Likewise, Tinder uses AI to recommend people it believes might be compatible with users based on information its gleaned from their profiles and app use. In Australia, the app has introduced a feature that takes it a step further, peeking into users’ camera rolls (with permission) to try to learn even more about them.

And Grindr, a hookup app geared toward gay men, recently introduced a $500-per-month premium tier called Edge, which offers recaps of “meaningful chats and missed connections,” and shares “insights” about other users’ profiles, including what types of people they’re most likely to match with.

While it’s not clear exactly how many people are using these features or the third-party AI apps, Dietzel says their continued existence is evidence that there’s a market for them.

The second phase of his study will involve talking to people who use AI while online dating to understand their experiences.

He’s cautious not to villainize the use of artificial intelligence in general, saying it can have positive applications as well as negative.

“For disabled people, for folks who are neurodivergent, who have physical difficulties, like if they deal with chronic pain, there’s a lot of opportunities here for AI to come in and assist in this experience to make it more enjoyable or easier,” he says.

That might look like AI recommending accessible date locations or flagging a user’s potentially dangerous behaviour targeting marginalized groups.

But when it comes to AI-assisted profiles and conversations, Dietzel is a bit more skeptical.

“What are our expectations with all of this?” he says. “The conversation that you have online might be a little bit faster or you can … have more matches or you can manage more conversations. But then what do you do with that? How does that actually turn into a solid, real, deep relationship?”

Treena Orchard, an anthropology professor at Western University, is skeptical about dating apps in general.
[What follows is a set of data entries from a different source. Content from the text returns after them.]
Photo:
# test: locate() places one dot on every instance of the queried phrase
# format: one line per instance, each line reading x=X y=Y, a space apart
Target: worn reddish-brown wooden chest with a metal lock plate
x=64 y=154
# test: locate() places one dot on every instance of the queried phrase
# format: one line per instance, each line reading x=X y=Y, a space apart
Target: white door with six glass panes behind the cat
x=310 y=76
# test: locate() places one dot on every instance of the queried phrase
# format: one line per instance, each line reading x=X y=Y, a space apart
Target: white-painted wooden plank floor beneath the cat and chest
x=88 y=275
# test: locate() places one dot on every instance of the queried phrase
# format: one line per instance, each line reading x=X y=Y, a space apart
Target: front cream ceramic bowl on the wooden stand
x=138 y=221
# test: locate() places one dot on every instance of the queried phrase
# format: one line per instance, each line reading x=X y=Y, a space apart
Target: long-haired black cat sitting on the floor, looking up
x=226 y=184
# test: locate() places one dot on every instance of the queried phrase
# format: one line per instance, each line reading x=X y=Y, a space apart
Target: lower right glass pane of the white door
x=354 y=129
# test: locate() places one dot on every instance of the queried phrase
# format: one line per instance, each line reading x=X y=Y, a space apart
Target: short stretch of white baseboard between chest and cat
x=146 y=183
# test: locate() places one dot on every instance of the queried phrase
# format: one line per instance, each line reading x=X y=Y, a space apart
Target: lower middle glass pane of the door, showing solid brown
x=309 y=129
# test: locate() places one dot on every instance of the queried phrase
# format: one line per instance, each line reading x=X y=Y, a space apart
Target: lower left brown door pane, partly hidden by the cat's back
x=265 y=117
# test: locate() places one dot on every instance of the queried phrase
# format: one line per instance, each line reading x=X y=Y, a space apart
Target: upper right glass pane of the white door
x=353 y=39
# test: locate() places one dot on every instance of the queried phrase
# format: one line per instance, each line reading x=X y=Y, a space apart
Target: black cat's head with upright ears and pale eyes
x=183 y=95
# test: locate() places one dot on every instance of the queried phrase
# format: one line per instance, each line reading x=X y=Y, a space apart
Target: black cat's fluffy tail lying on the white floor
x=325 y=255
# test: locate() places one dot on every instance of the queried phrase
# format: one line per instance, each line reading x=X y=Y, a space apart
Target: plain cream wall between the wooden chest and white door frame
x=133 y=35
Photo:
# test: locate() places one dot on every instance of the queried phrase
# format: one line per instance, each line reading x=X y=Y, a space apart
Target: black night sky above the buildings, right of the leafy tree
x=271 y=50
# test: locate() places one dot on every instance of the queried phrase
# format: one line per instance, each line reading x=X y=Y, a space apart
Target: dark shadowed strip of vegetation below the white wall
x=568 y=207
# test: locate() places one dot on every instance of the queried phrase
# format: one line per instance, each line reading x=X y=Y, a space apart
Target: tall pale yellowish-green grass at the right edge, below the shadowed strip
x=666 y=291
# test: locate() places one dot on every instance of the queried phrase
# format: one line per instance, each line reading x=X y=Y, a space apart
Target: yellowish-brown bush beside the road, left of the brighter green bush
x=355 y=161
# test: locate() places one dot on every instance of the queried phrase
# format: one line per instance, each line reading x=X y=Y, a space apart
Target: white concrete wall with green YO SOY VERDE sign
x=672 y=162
The author of “Sticky, Sexy, Sad: Swipe Culture and the Darker Side of Dating Apps” says dating app companies seem to be using AI to try to solve a problem that dating apps created — so-called swipe fatigue.

“It seems to be a sign that the basic structure of the dating app system and design isn’t working all that well,” she says. “Because why would we need AI if it was already working? So that gives us a clue to the unwillingness in some regards of dating app designers to do more of an overhaul of their design.”

She says the industry is trying to take advantage of “the desire for love” and human connection. While the sheer number of available options on dating apps seems like a feature, she says it can actually make it harder to find a partner — by design, she argues, since the apps rely on users coming back.

Orchard says designers and users alike seem to be treating AI as an easy fix, when what they need is a rethink.

“It’s part of the way that we are seduced by technology,” she says. “Technology is consistently represented as efficient, as fast, as altruistic. Oh, it’ll do the work for you. There’s an app for that. There’s very little critical reflection on, what does this mean for the project of being human when we outsource all of this stuff?”

As for Kokal, the proliferation of AI has changed her habits. She’s now drawn to traits that might have previously been a turnoff, like a strange writing style.

“They put everything in lowercase, the punctuation is weird. And I’m like, oh, I actually respect that. Your writing is unique and different, even though it’s not grammatically correct.”